Do estranho olhar

Não sei quando começou. Num dia normal, estava comendo quando ele chegou e ficou me observando do outro lado da tela. Pensei logo que queria minha comida e já fui mandando o verbo, claro. Estranhamente, ele não respondeu. Continuou me olhando e eu achei a cara dele estranha. Continuou sentado, só olhando pra mim. Eu não sou de amizades, ainda mais depois que me isolaram aqui, por causa desse problema de não conseguir controlar o xixi. Aí achei estranho mesmo todo aquele interesse. Mas, apesar de ser muito braba, quando vejo que não tem como me incomodar (a tela me protegia), fico de boa na lagoa. Continuei comendo e depois fui dormir, como sempre, claro que não antes de fazer minha toilette costumeira – nessa hora confesso que me senti um pouco incomodada, mas nunca fui de pudores mesmo, então continuei, “slep”. Quando acordei, ele não estava mais lá, mas ouvi o Artur dizer que tinha visto ele, que era engraçado ele ficar me olhando daquele jeito. Ele também pensou que ele queria a minha comida, mas também estranhou ele não fazer nada pra pegar...

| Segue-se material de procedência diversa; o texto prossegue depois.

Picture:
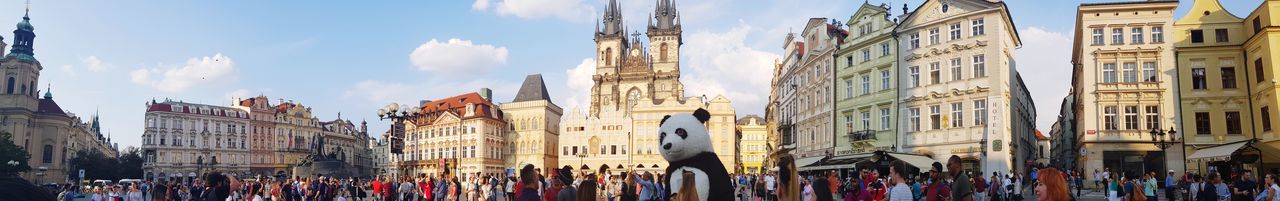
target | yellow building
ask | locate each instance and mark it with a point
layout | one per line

Não sei se era o mesmo “horário”, eu não ligo pra isso, mas a luz do sol estava mais ou menos no mesmo cantinho da minha cama. Parecia que estava se repetindo... "Nhaaaaaaaaaa!" Lá estava ele de novo, com os grandes olhos verdes me observando. Qual era a dele? Eu tentei sair para tirar satisfações, como nos velhos tempos, mas a porta estava trancada com um tijolo, “o Artur deve ter reforçado a porta com medo de ele querer entrar”, pensei. Fiquei encarando aqueles olhos verdes com os meus enfeitiçantes olhos amarelos. Foi quando ouvi a voz do Artur e, mais estranho, a da vovó. Olhei por cima da cabeça do estranho e vi os dois olhando pra gente e comentando: “Tá vendo só! Quem diria! Ela arranjou um admirador!”. “O queeeeee? Pronto, isso foi demais pra mim! Quem eles pensam que eu sou?!”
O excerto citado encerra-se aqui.